Lurbinectedin demonstrated clear antitumor activity as a single agent in patients with advanced or relapsed Ewing sarcoma, according to results of a phase II trial.
Lurbinectedin blocks transactivated transcription and induces DNA double-strand breaks, according to Vivek Subbiah, MD, of the University of Texas MD Anderson Cancer Center in Houston. The agent could interfere with key processes involved with oncogenesis of Ewing sarcoma and similar tumors. Patients with advanced or relapsed Ewing sarcoma generally have very poor outcomes.
Subbiah presented results of one portion of a phase II basket study at the Connective Tissue Oncology Society (CTOS) 2017 Annual Meeting, held November 8–11 in Wailea, Hawaii. The trial was designed in a number of tumor types with unmet needs, including small-cell lung cancer, endometrial cancer, germ cell tumors, and several others; each of these “baskets” aimed to accrue 15 patients, and if two responses were seen then lurbinectedin would be considered active in that malignancy. If there was one response, it would accrue 25 more patients and look for two responses.
The Ewing sarcoma portion Subbiah presented included 25 adult patients who had received no more than two prior lines of therapy. The median age was 30, and 56% were male.
There were three partial responses (12%) in the trial, and 12 patients had stable disease (48%), for a disease control rate of 60%. Ten patients (40%) had progressive disease as their best response. The median duration of response was 11.7 weeks, and the median progression-free survival was 12 weeks. Subbiah said there were “no clear characteristics” that defined the responders as compared to the non-responders.
He said the drug’s toxicity profile was generally similar to trabectedin. Anemia and neutropenia were among the most frequent adverse events of any grade. Neutropenia was the most frequent grade 3/4 adverse event (52%), followed by anemia (16%) and thrombocytopenia (16%).

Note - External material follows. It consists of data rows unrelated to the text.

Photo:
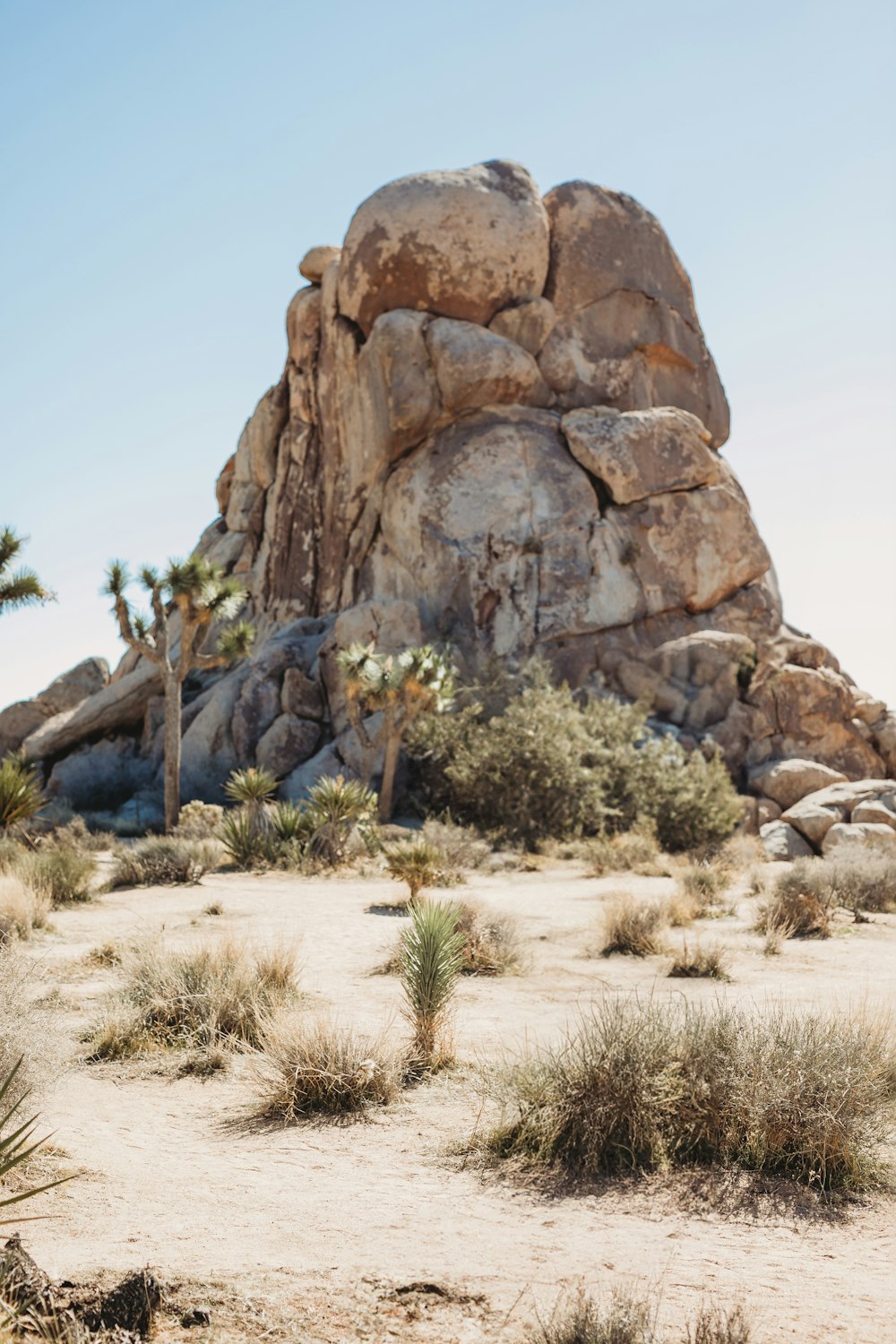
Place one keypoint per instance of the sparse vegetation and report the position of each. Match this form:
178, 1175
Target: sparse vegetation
794, 910
164, 860
641, 1083
21, 793
202, 596
22, 909
314, 1066
199, 820
634, 927
625, 1319
401, 688
417, 863
533, 762
430, 962
218, 995
710, 962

“Lurbinectedin as a single agent shows clear signals of activity in advanced Ewing sarcoma patients,” Subbiah said. The toxicity, he added, was easily manageable with dose reductions. “Treatment in combination with other agents is warranted.”
Because of the possibility that combinations may be effective, he said a phase Ib/II study is now planned involving lurbinectedin with or without irinotecan in patients with relapsed or high-risk chemotherapy-naive Ewing sarcoma.